Tunç’un yanıtlaması istenen sorular şöyle:
- Bakanlığınız Reşit Kibar davasına ilişkin kamuoyunu bilgilendirecek bir açıklama yapacak mı?
- Reşit Kibar dosyasına gizlilik kararının getirilmesinin yasal gerekçesi nedir?
- Köylüleri tehdit eden, Reşit Kibar’ın vurulduğu silahın sahibi Fikret Merttürk neden tutuklanmamıştır? Reşit Kibar’ın yaşamını yitirmesine neden olan bu olayın arkasında kimler vardır?
- Olay esnasında Muhammet Ustabaş’ın telefonla birini arayarak “Buralar karıştı, ne yapmamızı istiyorsunuz? Diye sorduğu bilgisi doğru mudur? Doğru ise Fikret Merttürk kiminle konuşup talimat istedi?
- Olayın yaşandığı yerde karakol olmamasına rağmen jandarmanın kısa bir sürede olay yerine gelmesini nasıl açıklıyorsunuz? Jandarmanın olayların yaşanacağına dair önceden bilgisi var mıydı? Var ise neden gerekli tedbirler alınmadı? Olay yerine gelen jandarma neden olaya müdahale etmedi? Köylüler “Ambulans yetişemez, sizin araçla götürelim” demesine rağmen jandarma neden bu talebi yerine getirmedi? Jandarmanın olay yerinden aniden uzaklaştığı bilgisi doğru mudur?
- ‘Konaklamalı Mesire Alanı Projesi’nde” imzası olan kişiler, kurumlar kimlerdir? Reşit Kibar’ın ölümüne neden olan bu projede imzası bulunan kurum ve kişiler hakkında yasal soruşturma başlatılmış mıdır?
- Saldırı anında orada bulunan iki jandarmanın ifadesi alınmış mıdır? Jandarmalarının ifadesi alınmışsa neden Muhammet Ustabaş’ı etkisiz hale getirilmediği sorusu sorulmuş mudur? Sorulduysa jandarmalar cevabı ne olmuştur?
- Doğa savunucusu Dursun Ali Koyuncu, Mutlu Akyüz ve Yıllar Kibar neden tutuklanmıştır? Doğasını, deresini, ormanını savunmak suç mudur?
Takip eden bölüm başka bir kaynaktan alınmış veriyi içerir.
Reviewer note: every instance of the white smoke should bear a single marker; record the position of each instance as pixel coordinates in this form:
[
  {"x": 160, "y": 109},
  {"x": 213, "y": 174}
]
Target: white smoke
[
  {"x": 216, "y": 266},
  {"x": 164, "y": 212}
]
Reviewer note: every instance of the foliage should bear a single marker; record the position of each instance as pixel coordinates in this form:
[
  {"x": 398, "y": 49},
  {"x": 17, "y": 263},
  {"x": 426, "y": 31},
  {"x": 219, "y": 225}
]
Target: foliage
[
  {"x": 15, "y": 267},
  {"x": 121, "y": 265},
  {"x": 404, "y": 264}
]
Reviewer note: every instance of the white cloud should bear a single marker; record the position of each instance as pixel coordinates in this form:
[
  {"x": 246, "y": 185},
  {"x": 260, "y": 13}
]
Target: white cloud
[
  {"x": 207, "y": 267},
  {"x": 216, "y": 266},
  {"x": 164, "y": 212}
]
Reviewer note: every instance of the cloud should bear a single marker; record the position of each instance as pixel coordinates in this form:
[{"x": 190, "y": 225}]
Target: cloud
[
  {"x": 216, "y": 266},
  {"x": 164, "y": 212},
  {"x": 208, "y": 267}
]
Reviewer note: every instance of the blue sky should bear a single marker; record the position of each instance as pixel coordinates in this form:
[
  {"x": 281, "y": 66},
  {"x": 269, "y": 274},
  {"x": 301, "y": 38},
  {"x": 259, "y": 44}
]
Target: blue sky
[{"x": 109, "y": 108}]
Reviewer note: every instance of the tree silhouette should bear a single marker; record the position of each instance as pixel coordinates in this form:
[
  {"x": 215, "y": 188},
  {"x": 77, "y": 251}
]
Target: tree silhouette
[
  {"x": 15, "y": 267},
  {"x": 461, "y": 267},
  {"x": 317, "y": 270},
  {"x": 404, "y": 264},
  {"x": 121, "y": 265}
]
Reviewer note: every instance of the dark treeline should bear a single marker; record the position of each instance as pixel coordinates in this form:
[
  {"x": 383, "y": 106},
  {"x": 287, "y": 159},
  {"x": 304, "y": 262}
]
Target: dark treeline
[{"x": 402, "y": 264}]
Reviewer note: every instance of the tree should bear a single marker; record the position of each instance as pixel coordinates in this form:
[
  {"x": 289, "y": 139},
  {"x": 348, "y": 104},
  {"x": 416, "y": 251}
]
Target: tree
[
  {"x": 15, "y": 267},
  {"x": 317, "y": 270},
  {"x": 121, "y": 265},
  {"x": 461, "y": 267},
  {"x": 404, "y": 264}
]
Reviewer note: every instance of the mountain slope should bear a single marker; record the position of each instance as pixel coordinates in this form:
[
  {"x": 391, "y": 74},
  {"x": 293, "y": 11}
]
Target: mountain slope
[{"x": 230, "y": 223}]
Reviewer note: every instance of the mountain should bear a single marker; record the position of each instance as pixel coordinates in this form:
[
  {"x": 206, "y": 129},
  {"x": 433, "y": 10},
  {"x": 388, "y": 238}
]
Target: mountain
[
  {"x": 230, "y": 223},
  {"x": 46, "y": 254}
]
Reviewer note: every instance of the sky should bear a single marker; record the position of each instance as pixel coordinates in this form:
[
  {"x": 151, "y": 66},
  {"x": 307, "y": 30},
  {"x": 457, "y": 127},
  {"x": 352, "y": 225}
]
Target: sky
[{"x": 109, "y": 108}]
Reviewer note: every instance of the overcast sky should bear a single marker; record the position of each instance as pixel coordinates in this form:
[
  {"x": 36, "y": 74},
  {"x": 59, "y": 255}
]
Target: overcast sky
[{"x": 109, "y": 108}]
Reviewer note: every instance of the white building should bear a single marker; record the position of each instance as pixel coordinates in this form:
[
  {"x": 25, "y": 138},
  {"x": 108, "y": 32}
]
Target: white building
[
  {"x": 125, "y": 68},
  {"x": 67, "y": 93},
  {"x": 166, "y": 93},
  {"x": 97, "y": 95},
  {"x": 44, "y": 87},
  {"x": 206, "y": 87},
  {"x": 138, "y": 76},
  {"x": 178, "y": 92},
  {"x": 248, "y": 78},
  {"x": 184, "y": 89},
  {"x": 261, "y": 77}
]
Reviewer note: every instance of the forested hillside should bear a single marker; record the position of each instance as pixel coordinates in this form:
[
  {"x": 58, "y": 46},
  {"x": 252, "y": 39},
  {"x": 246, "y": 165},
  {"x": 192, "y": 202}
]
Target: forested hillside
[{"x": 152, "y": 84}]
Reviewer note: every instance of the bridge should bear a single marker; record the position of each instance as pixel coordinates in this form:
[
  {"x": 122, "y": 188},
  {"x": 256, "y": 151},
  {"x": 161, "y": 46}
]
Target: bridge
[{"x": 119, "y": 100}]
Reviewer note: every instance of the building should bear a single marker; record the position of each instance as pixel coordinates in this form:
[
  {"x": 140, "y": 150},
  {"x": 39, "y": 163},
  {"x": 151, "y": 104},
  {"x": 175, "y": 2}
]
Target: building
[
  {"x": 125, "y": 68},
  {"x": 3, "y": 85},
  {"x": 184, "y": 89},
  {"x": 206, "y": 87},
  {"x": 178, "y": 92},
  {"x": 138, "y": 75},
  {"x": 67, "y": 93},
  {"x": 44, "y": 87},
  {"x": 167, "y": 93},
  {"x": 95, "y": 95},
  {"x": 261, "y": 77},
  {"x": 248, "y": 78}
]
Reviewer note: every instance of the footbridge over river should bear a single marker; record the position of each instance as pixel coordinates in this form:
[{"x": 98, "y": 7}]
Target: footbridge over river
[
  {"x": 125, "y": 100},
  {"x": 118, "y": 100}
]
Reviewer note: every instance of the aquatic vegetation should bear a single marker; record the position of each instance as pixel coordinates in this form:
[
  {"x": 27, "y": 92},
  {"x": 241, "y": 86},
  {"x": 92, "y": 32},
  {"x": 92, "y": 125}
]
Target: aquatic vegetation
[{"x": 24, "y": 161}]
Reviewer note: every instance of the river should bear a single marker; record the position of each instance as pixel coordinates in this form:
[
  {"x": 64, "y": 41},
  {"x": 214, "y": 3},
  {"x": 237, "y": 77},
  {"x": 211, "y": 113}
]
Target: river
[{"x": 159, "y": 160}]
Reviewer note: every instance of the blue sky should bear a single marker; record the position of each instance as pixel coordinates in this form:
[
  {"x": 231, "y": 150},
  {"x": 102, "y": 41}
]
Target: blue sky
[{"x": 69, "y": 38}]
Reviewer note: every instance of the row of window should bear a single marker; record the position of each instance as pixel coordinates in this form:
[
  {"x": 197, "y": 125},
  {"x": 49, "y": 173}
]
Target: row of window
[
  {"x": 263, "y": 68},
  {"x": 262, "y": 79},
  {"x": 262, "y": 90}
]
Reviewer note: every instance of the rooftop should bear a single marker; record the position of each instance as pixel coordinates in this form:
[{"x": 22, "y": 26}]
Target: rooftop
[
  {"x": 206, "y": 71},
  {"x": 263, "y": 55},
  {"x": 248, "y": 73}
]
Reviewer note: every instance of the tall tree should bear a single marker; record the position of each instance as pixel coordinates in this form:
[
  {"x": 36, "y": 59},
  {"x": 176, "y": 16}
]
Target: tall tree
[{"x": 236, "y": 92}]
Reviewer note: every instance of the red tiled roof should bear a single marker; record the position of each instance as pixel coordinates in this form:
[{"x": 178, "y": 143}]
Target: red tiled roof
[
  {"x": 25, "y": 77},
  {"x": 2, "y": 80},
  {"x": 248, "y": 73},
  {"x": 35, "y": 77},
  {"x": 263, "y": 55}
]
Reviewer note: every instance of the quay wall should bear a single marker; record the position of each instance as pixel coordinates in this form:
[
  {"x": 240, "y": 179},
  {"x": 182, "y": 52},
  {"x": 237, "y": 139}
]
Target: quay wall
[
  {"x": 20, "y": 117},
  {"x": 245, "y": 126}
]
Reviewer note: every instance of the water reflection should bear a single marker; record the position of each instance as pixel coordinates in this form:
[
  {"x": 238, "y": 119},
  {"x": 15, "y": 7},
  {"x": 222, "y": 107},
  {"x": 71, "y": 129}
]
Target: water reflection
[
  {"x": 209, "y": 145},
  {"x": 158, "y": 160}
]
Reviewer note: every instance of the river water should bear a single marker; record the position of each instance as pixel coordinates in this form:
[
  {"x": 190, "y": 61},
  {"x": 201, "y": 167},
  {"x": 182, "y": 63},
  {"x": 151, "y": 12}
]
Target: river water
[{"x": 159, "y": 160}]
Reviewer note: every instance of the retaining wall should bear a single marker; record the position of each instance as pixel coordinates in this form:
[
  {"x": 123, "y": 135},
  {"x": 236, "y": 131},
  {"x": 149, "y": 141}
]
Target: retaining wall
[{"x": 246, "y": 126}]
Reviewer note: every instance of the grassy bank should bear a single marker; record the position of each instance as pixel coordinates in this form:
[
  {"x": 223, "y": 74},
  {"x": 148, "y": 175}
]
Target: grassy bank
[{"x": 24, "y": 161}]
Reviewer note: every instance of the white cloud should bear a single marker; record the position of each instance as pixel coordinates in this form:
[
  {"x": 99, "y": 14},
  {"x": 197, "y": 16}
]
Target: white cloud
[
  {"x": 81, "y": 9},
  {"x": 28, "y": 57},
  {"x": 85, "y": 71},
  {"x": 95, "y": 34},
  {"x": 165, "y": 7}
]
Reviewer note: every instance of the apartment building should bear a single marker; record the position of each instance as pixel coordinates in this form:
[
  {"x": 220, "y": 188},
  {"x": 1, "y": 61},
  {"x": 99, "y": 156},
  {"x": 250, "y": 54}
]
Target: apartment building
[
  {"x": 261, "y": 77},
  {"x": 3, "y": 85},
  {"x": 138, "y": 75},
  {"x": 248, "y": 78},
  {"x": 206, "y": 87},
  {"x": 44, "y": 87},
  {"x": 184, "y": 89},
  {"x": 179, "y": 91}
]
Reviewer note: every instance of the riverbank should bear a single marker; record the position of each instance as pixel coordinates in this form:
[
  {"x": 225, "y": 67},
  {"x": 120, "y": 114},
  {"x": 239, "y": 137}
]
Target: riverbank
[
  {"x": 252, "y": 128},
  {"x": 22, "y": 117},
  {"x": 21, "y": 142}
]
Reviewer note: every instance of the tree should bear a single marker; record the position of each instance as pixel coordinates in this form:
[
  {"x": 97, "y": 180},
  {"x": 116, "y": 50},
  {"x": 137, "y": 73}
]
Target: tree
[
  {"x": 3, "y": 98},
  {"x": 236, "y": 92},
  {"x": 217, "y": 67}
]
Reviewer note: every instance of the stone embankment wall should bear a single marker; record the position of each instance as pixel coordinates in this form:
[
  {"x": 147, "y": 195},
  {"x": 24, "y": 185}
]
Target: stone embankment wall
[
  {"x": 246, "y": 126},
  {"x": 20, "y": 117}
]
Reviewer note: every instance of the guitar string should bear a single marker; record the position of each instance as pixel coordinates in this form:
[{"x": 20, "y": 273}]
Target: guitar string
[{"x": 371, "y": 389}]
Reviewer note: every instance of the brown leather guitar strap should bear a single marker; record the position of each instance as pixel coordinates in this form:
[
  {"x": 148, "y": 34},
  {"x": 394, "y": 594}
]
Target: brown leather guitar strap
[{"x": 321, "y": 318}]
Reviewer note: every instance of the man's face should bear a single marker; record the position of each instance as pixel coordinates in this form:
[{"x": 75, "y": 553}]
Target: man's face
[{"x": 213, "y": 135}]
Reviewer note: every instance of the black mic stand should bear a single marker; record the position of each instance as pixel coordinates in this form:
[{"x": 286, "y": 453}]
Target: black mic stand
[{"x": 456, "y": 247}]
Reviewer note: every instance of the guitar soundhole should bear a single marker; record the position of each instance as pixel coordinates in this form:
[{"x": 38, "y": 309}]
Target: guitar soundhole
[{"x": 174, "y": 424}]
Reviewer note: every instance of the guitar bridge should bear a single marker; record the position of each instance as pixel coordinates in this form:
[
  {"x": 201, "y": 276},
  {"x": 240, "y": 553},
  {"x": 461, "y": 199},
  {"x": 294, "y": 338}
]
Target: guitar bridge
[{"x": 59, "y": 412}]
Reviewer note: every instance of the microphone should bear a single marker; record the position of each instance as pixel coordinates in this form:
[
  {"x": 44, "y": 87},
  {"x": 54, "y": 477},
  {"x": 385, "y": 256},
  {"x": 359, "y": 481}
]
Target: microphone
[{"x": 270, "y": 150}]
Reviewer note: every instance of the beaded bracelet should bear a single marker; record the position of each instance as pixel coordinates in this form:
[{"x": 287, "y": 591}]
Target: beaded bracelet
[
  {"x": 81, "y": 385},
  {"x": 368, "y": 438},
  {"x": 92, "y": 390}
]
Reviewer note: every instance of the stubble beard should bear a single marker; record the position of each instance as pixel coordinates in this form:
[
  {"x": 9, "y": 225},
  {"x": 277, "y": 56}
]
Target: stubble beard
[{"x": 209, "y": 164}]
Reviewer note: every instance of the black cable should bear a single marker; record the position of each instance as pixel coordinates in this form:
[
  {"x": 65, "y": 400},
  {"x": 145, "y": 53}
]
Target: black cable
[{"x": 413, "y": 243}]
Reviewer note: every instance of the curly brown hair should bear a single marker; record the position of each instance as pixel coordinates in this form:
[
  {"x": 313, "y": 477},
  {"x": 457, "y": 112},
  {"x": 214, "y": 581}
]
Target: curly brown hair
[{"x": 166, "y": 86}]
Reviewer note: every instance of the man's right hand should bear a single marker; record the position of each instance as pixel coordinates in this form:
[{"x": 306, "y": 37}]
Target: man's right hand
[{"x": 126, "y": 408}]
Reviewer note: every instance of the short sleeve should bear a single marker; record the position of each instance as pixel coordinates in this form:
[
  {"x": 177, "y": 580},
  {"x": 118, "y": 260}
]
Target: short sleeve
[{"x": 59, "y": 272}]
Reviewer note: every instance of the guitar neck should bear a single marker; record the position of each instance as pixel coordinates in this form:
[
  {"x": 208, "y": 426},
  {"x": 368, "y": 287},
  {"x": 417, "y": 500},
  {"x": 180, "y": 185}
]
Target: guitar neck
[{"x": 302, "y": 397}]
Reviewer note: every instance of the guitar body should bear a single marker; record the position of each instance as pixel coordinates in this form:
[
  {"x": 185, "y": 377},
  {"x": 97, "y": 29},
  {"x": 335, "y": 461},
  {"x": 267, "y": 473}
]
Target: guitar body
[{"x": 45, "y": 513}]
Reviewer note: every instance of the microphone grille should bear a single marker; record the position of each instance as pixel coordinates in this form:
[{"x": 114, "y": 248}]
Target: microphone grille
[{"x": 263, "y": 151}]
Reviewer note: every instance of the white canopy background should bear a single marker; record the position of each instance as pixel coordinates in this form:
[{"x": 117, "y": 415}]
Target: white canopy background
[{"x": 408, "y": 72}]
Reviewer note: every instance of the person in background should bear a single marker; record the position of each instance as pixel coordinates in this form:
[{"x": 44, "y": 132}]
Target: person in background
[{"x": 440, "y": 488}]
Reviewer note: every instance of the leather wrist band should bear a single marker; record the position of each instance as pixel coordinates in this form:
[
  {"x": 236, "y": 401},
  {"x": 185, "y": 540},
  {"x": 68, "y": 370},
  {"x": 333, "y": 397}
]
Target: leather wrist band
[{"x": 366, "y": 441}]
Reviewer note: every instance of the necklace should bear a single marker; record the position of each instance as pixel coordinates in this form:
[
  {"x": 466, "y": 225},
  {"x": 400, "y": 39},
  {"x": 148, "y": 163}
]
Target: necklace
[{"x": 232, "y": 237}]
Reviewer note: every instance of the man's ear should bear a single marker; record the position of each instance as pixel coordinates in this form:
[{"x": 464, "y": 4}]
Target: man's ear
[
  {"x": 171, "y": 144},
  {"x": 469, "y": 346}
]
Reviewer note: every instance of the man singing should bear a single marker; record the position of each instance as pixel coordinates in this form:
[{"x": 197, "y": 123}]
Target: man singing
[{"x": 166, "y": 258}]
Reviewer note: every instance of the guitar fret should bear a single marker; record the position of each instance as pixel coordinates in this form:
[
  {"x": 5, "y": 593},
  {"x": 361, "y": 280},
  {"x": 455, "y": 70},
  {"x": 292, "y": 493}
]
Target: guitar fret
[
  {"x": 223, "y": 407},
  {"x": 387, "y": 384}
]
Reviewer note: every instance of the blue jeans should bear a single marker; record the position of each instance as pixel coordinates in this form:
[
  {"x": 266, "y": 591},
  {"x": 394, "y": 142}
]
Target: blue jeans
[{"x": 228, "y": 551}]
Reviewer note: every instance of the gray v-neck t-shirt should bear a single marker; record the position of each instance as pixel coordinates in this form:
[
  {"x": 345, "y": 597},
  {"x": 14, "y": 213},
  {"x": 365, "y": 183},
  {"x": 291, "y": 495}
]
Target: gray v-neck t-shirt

Dursun Ali Koyuncu, Mutlu Akyüz ve Yıllar Kibar’ın serbest bırakılması için Bakanlığınızın bir girişimi olacak mıdır?
- Köylülerin söz konusu projeye karşı çıkmalarına rağmen bu projenin ısrarla yapılmak istenmesinin gerekçesi nedir?
- Reşit Kibar cinayetinin aydınlatılması, suçluların açığa çıkarılarak yargılanması ve hak ettikleri cezaya çarptırılması için Bakanlığınız bu davaya müdahil olacak mıdır?
Araştırma önergesinde olayın arkasındaki güçlerin açığa çıkarılıp yargılanması için Meclis araştırması açılması teklif edildi.
Araştırma önergesinde “Reşit Kibar’ın cinayetinin detaylıca araştırılması, konu ile ilgili etraflıca incelemelerin yapılması, bu olayın arkasındaki güçlerin açığa çıkarılıp yargılanması ve hak ettikleri cezayı almalarını sağlayarak kamuoyunun vicdanını rahatlatmak amacıyla Anayasa’nın 98’inci İçtüzüğün 104’üncü ve 105’inci maddeleri gereğince Meclis Araştırması açılmasını arz ve teklif ederim” denildi.